Two years later, Arnett caused a relatively major scandal on campus when he tried to stage a revolt against the Nine Dead Men, who he claimed were secretly controlling the University. The big news was not that this shadowy society might have some influence over the University administration—those who believed in the existence of the Nine Dead Men assumed this already—but that someone was publicly claiming to be one of the Nine Dead Men. Arnett said that he had been Abducted by the Dead Men in the fall of 1984, and then was named Quartermaster in the spring, a post which he held for the entirety of his sophomore year. At first, Arnett said, he believed the Nine to be relatively harmless, a group of young men who enjoyed the idea of a secret society as a sort of conceptual art piece. But as his stint as one of the Undead continued, Arnett began to see things that concerned him. What these things were Arnett never said, his tongue stayed by fear or prudence or perhaps lack of imagination.
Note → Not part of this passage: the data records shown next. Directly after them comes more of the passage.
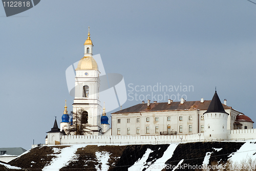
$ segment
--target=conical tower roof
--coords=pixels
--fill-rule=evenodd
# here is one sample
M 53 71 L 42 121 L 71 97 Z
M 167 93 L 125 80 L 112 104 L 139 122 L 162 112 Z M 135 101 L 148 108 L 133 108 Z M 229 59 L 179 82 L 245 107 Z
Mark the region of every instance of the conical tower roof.
M 56 120 L 56 118 L 55 118 L 55 121 L 54 121 L 54 124 L 53 125 L 53 127 L 51 129 L 51 131 L 48 132 L 47 133 L 58 133 L 58 132 L 60 132 L 60 129 L 58 127 L 58 124 L 57 124 L 57 121 Z
M 229 115 L 225 111 L 222 103 L 221 103 L 221 100 L 218 96 L 217 92 L 216 91 L 215 91 L 214 97 L 211 99 L 210 105 L 209 105 L 209 107 L 208 107 L 207 111 L 205 112 L 204 114 L 207 113 L 214 112 L 224 113 Z

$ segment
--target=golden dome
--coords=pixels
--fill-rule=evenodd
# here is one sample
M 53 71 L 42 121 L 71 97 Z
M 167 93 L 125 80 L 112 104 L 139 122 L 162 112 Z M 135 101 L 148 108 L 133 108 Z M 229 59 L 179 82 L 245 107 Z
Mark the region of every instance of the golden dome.
M 92 40 L 91 40 L 91 37 L 90 37 L 90 27 L 89 27 L 89 31 L 88 32 L 88 37 L 87 37 L 87 40 L 86 40 L 86 42 L 84 42 L 84 44 L 83 45 L 93 45 L 93 42 L 92 41 Z
M 98 70 L 98 65 L 92 56 L 84 56 L 77 65 L 76 70 Z

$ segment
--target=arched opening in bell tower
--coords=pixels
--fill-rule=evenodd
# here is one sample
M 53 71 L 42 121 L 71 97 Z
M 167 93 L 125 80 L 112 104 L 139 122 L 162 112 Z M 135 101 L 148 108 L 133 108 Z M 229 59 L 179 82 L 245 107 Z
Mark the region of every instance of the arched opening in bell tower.
M 82 124 L 88 123 L 88 112 L 83 111 L 82 113 Z
M 89 97 L 89 87 L 87 85 L 83 86 L 82 88 L 82 97 Z

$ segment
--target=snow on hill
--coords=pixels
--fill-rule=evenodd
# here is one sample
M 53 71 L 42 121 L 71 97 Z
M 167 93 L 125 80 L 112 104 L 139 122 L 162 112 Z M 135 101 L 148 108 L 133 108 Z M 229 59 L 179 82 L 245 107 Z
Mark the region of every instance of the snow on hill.
M 256 141 L 43 146 L 8 164 L 30 170 L 200 170 L 256 159 Z

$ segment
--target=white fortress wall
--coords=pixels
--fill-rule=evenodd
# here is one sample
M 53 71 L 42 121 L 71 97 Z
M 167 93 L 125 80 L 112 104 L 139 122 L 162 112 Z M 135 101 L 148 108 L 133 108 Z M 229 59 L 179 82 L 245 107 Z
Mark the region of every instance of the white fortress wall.
M 256 139 L 256 129 L 228 130 L 227 137 L 228 139 Z

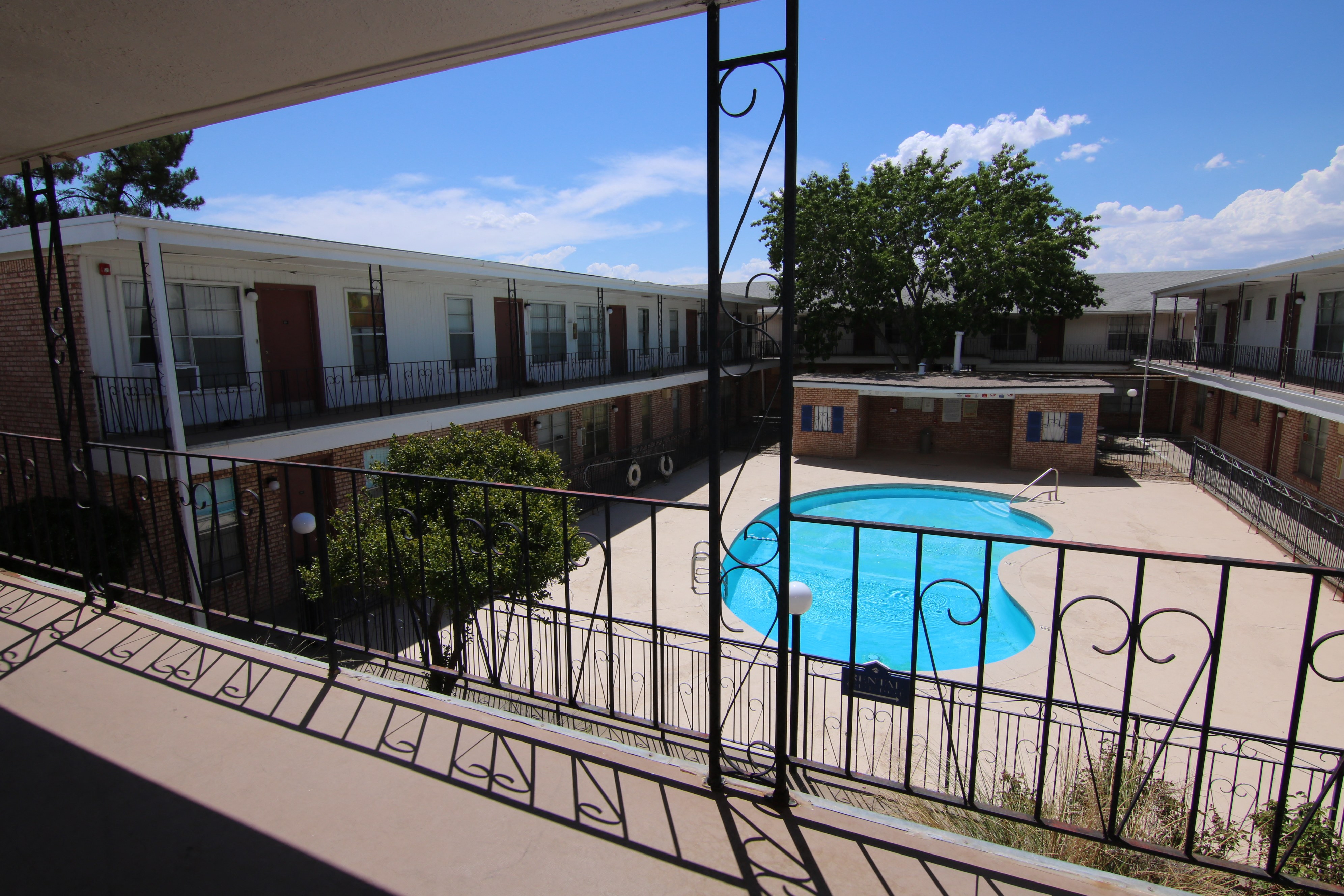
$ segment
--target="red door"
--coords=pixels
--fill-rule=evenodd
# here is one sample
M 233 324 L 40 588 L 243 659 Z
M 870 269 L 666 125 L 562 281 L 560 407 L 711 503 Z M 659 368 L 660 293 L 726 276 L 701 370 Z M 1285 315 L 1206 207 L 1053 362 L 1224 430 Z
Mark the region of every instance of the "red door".
M 626 364 L 625 305 L 607 305 L 606 310 L 610 312 L 606 322 L 612 333 L 612 372 L 624 373 L 630 369 Z
M 495 300 L 495 363 L 500 383 L 521 383 L 523 305 L 511 298 Z
M 323 407 L 317 297 L 312 286 L 257 283 L 261 369 L 273 414 L 310 414 Z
He tried to put his misgivings aside and serve as Quartermaster, but near the end of his sophomore year his superiors asked him to do something he was unwilling to do; in his Student Union diatribes against the Nine Dead Men, he would only say that the request made of him was “unreasonable.”

         

The usual unnamed sources, however, say that this unreasonable request concerned Russell Boardman, who by that time had become a Resident Assistant in Wintertree, and a valued confidant of RLC Ron Marston. The specifics of the request remain a mystery, but one can only assume that Arnett and Boardman forged a bond during their time as roommates, and that Arnett was unwilling to jeopardize that bond simply to please his alleged superiors in a fictitious secret society.

         

Arnett’s crusade against the Nine Dead Men attracted a few supporters, mainly from the black-clad and unwashed segments of the student population, but his revolution fizzled as it became clear that the enemy (if it even existed at all) was unwilling to reveal itself, and though Arnett claimed to know their secret headquarters and meeting places, he had no evidence to back up his claims.

 

Dick closed the book. That was enough bullshit history for now. The main point was that this Quartermaster probably lived in 79 Wintertree last year; and as the only person Dick knew who fit that criterion was Chet, Dick searched the stacks for his roommate’s Handbook.